My favorite piece on the album is "Ecuatorial" and that is due to the surprising instruments that come up out of the arrangement.  A powerful organ meets Thomas Paul's bass singing mixed with a series of percussion instruments.  Also, there are two Ondes Martenot (invented in 1928), which is an early electronic keyboard that sounds very much like a theremin. The other thing that is a real plus for me is using the poetry of Vincente Huidobro in the composition "Offrandes," who was a fantastic poet, and friend of Picasso and I presume Varèse as well.   Great album. 

Friday, April 28, 2017

Brian Wilson - "Presents Smile" CD, Album, U.S. 2004 (Nonesuch)


Such an articulate and well-thought album, and incredibly up to the title "Smile," yet the original recording by The Beach Boys was one of complete misery.  The saddest Beach Boy had to dig in a profound psychotic state to produce this masterpiece.  The irony is that this is one of the great 'sunny' albums ever made.  Once over that cultural shock, one is amazed that Brian and company decided to do a re-recorded version of what once thought was a lost masterpiece.  But nothing is lost, and now we have two separate albums.  One is the re-discovered Beach Boys recording and of course, the Brian Wilson re-did version of 2004.   The Beach Boys version in another post.  

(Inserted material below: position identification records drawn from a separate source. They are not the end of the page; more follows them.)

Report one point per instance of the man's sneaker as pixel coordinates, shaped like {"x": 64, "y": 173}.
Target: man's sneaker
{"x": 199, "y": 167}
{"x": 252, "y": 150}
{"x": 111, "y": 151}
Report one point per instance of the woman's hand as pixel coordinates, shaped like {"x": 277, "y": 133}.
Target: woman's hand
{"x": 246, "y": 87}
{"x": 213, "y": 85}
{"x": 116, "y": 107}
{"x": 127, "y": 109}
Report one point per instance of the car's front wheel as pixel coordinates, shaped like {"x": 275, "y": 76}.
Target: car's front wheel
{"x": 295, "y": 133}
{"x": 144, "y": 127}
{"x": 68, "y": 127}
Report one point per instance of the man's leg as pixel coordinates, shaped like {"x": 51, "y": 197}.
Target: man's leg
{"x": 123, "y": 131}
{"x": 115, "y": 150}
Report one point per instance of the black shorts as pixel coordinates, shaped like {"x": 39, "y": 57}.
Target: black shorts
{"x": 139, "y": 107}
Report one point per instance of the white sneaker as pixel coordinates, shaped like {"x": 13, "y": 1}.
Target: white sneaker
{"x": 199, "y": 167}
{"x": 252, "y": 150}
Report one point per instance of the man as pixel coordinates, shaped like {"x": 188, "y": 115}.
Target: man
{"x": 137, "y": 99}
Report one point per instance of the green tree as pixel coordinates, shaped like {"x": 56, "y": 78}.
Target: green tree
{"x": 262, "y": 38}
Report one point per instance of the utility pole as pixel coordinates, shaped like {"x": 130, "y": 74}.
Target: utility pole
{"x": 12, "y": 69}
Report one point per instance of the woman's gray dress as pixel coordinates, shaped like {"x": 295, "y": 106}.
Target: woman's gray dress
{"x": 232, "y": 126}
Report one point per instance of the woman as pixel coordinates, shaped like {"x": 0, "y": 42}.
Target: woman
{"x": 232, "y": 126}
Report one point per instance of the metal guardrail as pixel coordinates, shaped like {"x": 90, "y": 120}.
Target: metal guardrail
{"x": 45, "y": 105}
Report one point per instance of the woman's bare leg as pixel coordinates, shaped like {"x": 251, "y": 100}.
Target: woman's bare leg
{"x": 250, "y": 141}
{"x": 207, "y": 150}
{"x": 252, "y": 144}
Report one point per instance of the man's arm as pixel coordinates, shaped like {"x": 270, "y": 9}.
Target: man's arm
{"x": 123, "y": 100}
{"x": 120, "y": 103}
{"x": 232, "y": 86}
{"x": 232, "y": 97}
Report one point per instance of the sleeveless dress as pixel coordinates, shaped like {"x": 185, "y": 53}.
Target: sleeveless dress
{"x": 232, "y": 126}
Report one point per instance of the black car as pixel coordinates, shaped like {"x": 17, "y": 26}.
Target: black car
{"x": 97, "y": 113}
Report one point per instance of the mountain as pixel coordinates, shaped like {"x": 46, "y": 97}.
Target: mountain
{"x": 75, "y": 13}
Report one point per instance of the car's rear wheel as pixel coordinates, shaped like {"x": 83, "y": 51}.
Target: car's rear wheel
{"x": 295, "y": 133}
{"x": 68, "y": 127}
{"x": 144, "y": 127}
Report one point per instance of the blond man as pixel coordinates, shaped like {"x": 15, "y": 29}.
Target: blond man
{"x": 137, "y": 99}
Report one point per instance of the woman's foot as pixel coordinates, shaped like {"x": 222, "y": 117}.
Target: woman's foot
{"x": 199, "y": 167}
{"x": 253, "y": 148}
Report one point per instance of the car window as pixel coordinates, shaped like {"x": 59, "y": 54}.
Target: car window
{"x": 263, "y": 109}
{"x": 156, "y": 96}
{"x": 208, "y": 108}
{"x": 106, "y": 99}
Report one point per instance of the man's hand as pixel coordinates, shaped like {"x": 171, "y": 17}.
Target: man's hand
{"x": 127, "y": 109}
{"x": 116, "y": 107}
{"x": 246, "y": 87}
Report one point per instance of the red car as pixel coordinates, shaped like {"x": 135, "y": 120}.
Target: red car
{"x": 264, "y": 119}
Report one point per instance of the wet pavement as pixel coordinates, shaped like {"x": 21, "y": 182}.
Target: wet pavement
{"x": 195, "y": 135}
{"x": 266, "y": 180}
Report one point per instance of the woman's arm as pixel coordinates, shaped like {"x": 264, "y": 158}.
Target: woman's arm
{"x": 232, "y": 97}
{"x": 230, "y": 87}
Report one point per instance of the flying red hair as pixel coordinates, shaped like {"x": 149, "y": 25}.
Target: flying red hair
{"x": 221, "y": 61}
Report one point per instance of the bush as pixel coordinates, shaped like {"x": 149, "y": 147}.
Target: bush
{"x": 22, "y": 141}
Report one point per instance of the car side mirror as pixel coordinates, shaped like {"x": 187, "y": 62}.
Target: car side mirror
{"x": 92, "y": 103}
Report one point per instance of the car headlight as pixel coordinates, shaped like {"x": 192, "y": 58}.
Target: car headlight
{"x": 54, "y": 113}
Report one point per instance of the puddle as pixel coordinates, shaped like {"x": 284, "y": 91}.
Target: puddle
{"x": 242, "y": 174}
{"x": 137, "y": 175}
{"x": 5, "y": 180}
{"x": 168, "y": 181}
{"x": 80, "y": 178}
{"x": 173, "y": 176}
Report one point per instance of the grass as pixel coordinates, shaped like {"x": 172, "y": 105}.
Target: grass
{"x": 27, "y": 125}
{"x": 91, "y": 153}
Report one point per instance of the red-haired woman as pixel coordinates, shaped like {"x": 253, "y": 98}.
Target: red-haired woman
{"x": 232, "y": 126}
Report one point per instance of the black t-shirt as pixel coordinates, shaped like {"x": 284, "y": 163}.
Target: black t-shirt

Wilson and his co-pilot for this project (and long time band member) Darian Sahanaja did a remarkable job in bringing this album back from the darkness.   Almost a clinical study in how to bring up something dead to life.  Lazarus indeed!   The album touches on exotica but also American theater music.  It reminds me at times of Aaron Copeland's orchestral scores.   The vastness of America on one album.   The album is eccentric in that it paints a big picture of what things should be, and I think the sadness that comes with the album is knowing the story behind it, but alas, an imaginary landscape.  

For those who know the Beach Boys' "Smiley Smile" or the singles "Heroes and Villians" "Surf's Up," and "Good Vibrations" is re-hearing these classics in their rightful place and time.  It's like getting a sketch, but now we have the whole painting.   Everything fits well.   Van Dyke Parks' lyrics are incredible, and it's amazing that he jumped on the Brian Wilson train to fulfill this adventure.   "Smile" as I listen to it, seems like an old-fashioned musical.  There is nothing really avant-garde about it, yet, it is very much a modern work.   Also, it doesn't compare to any other works out there. It's very original in its scope and sound.   A toe tapper!